En cette époque de pandémie, je prône l'auto-médication. Et entre nous, rien n'est plus efficace qu'un bon petit placebo. Sans aucun lien avec le groupe, je vous propose une transfusion de jazz.

J'en entends déjà qui râlent au fond : « Barbant », « rasoir » ... me direz-vous, ou bien « réservé aux bobos qui à défaut de coït spirituel, se réfugient dans la masturbation intellectuelle... »

Certes, ces arguments sont parfois recevables, mais là n'est pas le débat. En l'occurrence, mieux vaut s'en remettre à un spécialiste de la confusion des genres, j'ai nommé Maître Avishaï Cohen. ( Et les agités du dernier rang s'indignent non sans vergogne : “ Faudrait choisir... on parle de médecine, de musique ou d'avocats ?” )

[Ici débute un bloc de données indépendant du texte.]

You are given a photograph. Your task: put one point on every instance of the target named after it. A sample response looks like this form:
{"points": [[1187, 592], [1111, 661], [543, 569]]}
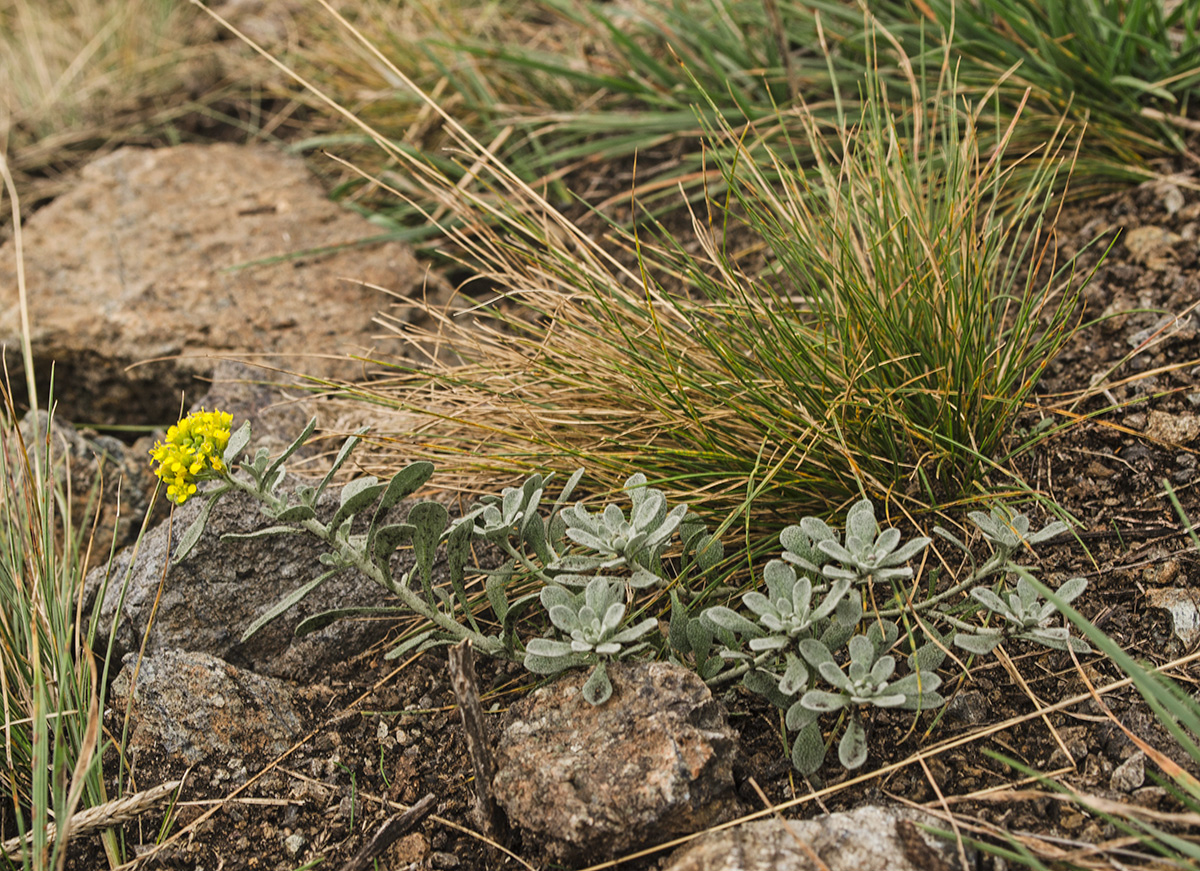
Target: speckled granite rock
{"points": [[163, 258], [589, 782]]}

Avishaï Cohen est un avocat si l'on assimile son jeu à une plaidoirie visant à convaincre de l'accessibilité, de l'universalité du jazz. Il peut aussi endosser le rôle de psychiatre pour ceux qui auraient développé une phobie pathologique autour de ce style musical. Quant aux autres ils auront une excellente occasion de confirmer leurs penchants pour le swing.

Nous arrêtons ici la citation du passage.